После игры я заметил, что изменница, которую я презирал, но с которой, однако, не мог спустить глаз, вместе с Сережей и Катенькой отошли в угол и о чем-то таинственно разговаривали. Подкравшись из-за фортепьян, чтобы открыть их секреты, я увидал следующее: Катенька держала за два конца батистовый платочек в виде ширм, заслоняя им головы Сережи и Сонечки. «Нет, проиграли, теперь расплачивайтесь!» — говорил Сережа. Сонечка, опустив руки, стояла перед ним точно виноватая и, краснея, говорила: «Нет, я не проиграла, не правда ли, m-lle Catherine?» — «Я люблю правду, — отвечала Катенька, — проиграла пари, ma chère».
Едва успела Катенька произнести эти слова, как Сережа нагнулся и поцаловал Сонечку. Так прямо и поцаловал в ее розовые губки. И Сонечка засмеялась, как будто это ничего, как будто это очень весело. Ужасно!!! О, коварная изменница!
ГЛАВА XIV. ЗАТМЕНИЕ.
Я вдруг почувствовал презрение ко всему женскому полу вообще и к Сонечке в особенности; начал уверять себя, что ничего веселого нет в этих играх, что они приличны только девчонкам, и мне чрезвычайно захотелось буянить и сделать какую-нибудь такую молодецкую штуку, которая бы всех удивила. Случай не замедлил представиться.

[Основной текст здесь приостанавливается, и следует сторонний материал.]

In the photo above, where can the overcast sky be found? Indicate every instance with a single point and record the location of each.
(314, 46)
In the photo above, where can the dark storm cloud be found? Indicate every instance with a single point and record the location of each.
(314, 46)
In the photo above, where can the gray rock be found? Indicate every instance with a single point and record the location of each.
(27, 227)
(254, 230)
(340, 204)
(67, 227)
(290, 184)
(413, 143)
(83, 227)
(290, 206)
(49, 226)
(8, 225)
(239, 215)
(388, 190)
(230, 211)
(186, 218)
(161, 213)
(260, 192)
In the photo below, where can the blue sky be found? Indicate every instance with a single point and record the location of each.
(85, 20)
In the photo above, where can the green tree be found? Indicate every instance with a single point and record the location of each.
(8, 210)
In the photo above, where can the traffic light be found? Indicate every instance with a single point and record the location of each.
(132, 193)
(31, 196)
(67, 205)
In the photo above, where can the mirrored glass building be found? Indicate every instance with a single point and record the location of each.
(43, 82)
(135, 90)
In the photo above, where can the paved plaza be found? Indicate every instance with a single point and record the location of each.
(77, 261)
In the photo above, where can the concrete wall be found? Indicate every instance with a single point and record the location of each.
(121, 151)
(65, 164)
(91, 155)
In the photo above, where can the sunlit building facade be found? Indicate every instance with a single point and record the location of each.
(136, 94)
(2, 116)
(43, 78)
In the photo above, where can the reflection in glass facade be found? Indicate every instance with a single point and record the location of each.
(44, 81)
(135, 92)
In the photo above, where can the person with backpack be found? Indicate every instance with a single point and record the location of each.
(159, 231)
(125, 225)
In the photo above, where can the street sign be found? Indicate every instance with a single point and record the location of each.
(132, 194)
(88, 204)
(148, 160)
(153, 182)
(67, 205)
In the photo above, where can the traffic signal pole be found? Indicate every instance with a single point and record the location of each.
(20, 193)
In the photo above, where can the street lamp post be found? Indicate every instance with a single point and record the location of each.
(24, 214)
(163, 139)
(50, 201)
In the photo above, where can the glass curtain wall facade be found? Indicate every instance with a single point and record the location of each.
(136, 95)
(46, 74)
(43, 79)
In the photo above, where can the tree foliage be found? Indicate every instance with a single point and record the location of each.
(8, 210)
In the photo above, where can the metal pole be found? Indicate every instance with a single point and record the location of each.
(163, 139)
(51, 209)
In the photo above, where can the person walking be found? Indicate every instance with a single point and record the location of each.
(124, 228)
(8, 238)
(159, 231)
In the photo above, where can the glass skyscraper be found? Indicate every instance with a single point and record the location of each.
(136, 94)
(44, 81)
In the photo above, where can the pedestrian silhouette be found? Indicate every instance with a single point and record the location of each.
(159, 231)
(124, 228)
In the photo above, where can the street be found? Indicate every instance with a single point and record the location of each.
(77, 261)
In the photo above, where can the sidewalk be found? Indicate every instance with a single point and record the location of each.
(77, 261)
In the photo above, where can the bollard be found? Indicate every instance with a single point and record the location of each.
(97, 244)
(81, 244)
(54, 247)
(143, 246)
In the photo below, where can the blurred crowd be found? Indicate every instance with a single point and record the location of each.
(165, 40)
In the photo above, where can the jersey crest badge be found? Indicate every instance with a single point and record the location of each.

St.-Jérôme, поговорив о чем-то с Мими, вышел из комнаты; звуки его шагов послышались сначала на лестнице, а потом над нами, по направлению классной. Мне пришла мысль, что Мими сказала ему, где она видела меня во время класса, и что он пошел посмотреть журнал. Я не предполагал в это время у St.-Jérôme’a другой цели в жизни, как желания наказать меня. Я читал где-то, что дети от 12 до 14 лет, т.-е. находящиеся в переходном возрасте отрочества, бывают особенно склонны к поджигательству и даже убийству. Вспоминая свое отрочество и особенно то состояние духа, в котором я находился в этот несчастный для меня день, я весьма ясно понимаю возможность самого ужасного преступления, без цели, без желания вредить; но так — из любопытства, из бессознательной потребности деятельности. Бывают минуты, когда будущее представляется человеку в столь мрачном свете, что он боится останавливать на нем свои умственные взоры, прекращает в себе совершенно деятельность ума и старается убедить себя, что будущего не будет и прошедшего не было. В такие минуты, когда мысль не обсуживает вперед каждого определения воли, а единственными пружинами жизни остаются плотские инстинкты, я понимаю, что ребенок, по неопытности, особенно склонный к такому состоянию, без малейшего колебания и страха, с улыбкой любопытства, раскладывает и раздувает огонь под собственным домом, в котором спят его братья, отец, мать, которых он нежно любит. — Под влиянием этого же временного отсутствия мысли, — рассеянности почти, — крестьянский парень лет семнадцати, осматривая лезвие только-что отточенного топора подле лавки, на которой лицом вниз спит его старик отец, вдруг размахивается топором и с тупым любопытством смотрит, как сочится под лавку кровь из разрубленной шеи; под влиянием этого же отсутствия мысли и инстинктивного любопытства, человек находит какое-то наслаждение остановиться на самом краю обрыва и думать: а что если туда броситься? или приставить ко лбу заряженный пистолет и думать: а что ежели пожать гашетку? или смотреть на какое-нибудь очень важное лицо, к которому всё общество чувствует подобострастное уважение и думать: а что ежели подойти к нему, взять его за нос и сказать: «а ну-ка, любезный, пойдем»?